En résumé, pour les non-vaccinés, « une quarantaine obligatoire de 14 jours à l’hôtel » et « des tests réguliers », sans compter la question des cas contact « pas encore 100 % arrêtée ».

Pour les vaccinés en revanche, une « complète liberté de mouvement » à condition de présenter deux tests négatifs, un dans les 72 heures précédant le départ et un dans les 24 heures suivant l’arrivée.

Mais la WTA demandait alors de la discrétion, la fédération australienne y « travaillant toujours avec le gouvernement ».

Contactée par l’AFP, cette dernière s’était alors dit « optimiste quant à la possibilité d’organiser » le tournoi « dans des conditions aussi proches que possible de celles pré-pandémie ».

Qu’en disent les joueurs ?

La voix qui trouve le plus d’écho est celle du no 1 mondial Novak Djokovic, qui a publiquement pris position contre les vaccins au printemps 2020 et refuse de partager son statut vaccinal.

« Je ne sais pas si je vais aller en Australie », a déclaré le recordman de titres à Melbourne (9) au journal serbe Blic il y a une dizaine de jours. La portée du Grand Chelem australien est pourtant historique pour Djokovic : dépasser, avec un 21e trophée majeur, Roger Federer et Rafael Nadal.

« Personnellement, je suis opposé à la vaccination, et je ne voudrais pas qu’on m’y oblige pour pouvoir voyager », affirmait-il en avril 2020. Un an plus tard, il plaidait encore pour la « liberté de choix ».

« C’est une affaire privée.
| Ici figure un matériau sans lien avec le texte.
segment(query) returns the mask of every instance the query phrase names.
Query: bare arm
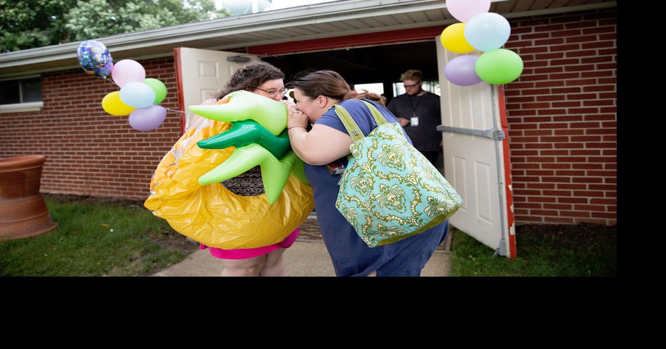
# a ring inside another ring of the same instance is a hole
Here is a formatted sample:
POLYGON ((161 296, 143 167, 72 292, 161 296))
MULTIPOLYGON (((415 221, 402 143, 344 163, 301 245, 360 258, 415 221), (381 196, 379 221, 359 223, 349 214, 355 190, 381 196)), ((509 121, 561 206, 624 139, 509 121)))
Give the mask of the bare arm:
POLYGON ((292 149, 310 165, 326 165, 349 155, 353 141, 348 134, 326 125, 314 125, 308 132, 309 118, 302 112, 288 108, 287 126, 292 149))
POLYGON ((326 165, 350 154, 353 141, 348 134, 326 125, 314 125, 309 132, 295 127, 289 130, 292 149, 310 165, 326 165))

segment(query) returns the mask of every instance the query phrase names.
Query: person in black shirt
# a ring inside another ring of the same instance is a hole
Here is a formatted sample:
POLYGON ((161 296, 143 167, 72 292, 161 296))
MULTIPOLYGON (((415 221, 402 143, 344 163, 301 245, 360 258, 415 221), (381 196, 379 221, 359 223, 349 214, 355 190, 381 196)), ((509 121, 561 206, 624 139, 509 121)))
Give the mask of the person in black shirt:
POLYGON ((388 110, 398 118, 400 125, 414 142, 414 146, 433 166, 442 151, 442 124, 440 96, 421 88, 423 73, 410 69, 400 76, 406 93, 391 100, 388 110))

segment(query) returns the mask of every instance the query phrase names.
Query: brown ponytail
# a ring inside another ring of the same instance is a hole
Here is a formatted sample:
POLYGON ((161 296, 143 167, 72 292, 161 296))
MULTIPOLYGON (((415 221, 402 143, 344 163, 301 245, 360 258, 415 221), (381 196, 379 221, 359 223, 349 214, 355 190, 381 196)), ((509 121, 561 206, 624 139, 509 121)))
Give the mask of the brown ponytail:
POLYGON ((319 70, 307 74, 304 76, 296 77, 288 85, 290 88, 300 90, 304 94, 311 99, 319 96, 340 101, 368 98, 386 106, 386 98, 383 96, 365 90, 361 92, 352 90, 344 78, 333 70, 319 70))

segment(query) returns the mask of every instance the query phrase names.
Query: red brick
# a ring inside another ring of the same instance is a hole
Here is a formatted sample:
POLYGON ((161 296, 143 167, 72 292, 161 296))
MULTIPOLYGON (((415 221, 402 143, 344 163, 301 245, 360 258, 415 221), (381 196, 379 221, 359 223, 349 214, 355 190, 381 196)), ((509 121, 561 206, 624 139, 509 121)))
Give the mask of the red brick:
POLYGON ((580 212, 578 211, 560 211, 560 215, 567 217, 590 217, 589 212, 580 212))
POLYGON ((537 55, 535 58, 538 60, 546 60, 546 59, 557 59, 564 57, 564 53, 541 53, 537 55))
POLYGON ((541 95, 537 96, 537 102, 548 102, 551 100, 564 100, 565 96, 564 95, 541 95))
POLYGON ((569 155, 569 150, 541 150, 541 154, 539 155, 543 156, 559 156, 559 155, 569 155))
POLYGON ((573 219, 571 218, 544 217, 543 222, 553 224, 573 224, 573 219))
POLYGON ((569 107, 577 107, 580 106, 581 102, 553 102, 553 108, 569 108, 569 107))
MULTIPOLYGON (((597 64, 597 66, 603 64, 597 64)), ((583 72, 585 70, 594 70, 594 64, 579 64, 579 65, 571 65, 567 66, 564 67, 564 71, 565 72, 583 72)))
MULTIPOLYGON (((612 74, 609 75, 607 72, 604 72, 604 76, 612 76, 612 74)), ((570 79, 570 78, 578 78, 581 77, 580 73, 577 72, 567 72, 564 74, 551 74, 550 78, 551 79, 570 79)))
POLYGON ((580 77, 581 78, 595 78, 599 76, 612 76, 612 71, 592 71, 592 72, 583 72, 580 73, 580 77))
MULTIPOLYGON (((550 65, 569 65, 569 64, 577 64, 581 62, 580 58, 567 58, 567 59, 553 59, 550 61, 550 65)), ((571 69, 565 68, 567 71, 573 71, 571 69)), ((575 70, 578 71, 578 70, 575 70)))
MULTIPOLYGON (((527 25, 530 25, 530 24, 528 24, 528 23, 523 23, 523 25, 527 26, 527 25)), ((543 31, 547 31, 547 32, 552 33, 552 32, 554 32, 554 31, 561 31, 561 30, 562 30, 563 29, 564 29, 564 25, 546 25, 546 26, 543 26, 543 27, 534 27, 534 31, 535 32, 537 32, 537 33, 538 32, 543 32, 543 31)))
POLYGON ((537 215, 551 215, 551 216, 558 215, 557 211, 551 211, 547 209, 531 209, 529 210, 529 214, 537 215))
POLYGON ((605 33, 615 33, 615 27, 597 27, 595 28, 586 28, 583 29, 583 34, 601 34, 605 33))
POLYGON ((568 37, 566 38, 566 41, 567 44, 572 44, 575 43, 596 41, 597 39, 597 35, 585 35, 582 37, 568 37))
POLYGON ((555 136, 563 136, 563 135, 571 135, 571 134, 583 134, 585 132, 584 130, 555 130, 555 136))
POLYGON ((564 203, 587 203, 587 199, 584 197, 558 197, 557 202, 564 203))
POLYGON ((570 44, 570 45, 562 45, 559 46, 551 46, 550 52, 561 52, 561 51, 571 51, 573 50, 579 50, 580 44, 570 44))
POLYGON ((551 37, 573 37, 575 35, 580 35, 581 33, 580 29, 577 30, 571 30, 571 31, 553 31, 550 33, 551 37))

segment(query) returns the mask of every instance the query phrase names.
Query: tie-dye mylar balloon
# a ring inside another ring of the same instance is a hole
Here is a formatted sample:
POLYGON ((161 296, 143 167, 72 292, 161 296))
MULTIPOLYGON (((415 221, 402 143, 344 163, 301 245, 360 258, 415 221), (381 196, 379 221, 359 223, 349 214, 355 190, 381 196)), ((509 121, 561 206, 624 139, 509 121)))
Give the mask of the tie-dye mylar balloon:
POLYGON ((95 40, 86 40, 77 49, 77 57, 81 68, 88 74, 105 77, 111 73, 113 58, 104 44, 95 40))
Ça me paraît incroyable que la société te juge en fonction d’un vaccin », estime le Serbe.

Un temps réticents, le no 3 mondial Stefanos Tsitsipas, qui arguait de sa jeunesse, ou encore le Français Gilles Simon, se sont décidés à tendre le bras.

Depuis les Internationaux des États-Unis début septembre, l’ex-no 1 mondiale Victoria Azarenka considérait elle « bizarre que les spectateurs soient obligés d’être vaccinés et pas les joueurs », et ainsi « inévitable que ça devienne obligatoire ».  Andy Murray, également ex-no 1 mondial, y voyait lui « une responsabilité en tant que joueurs qui voyagent à travers le monde ».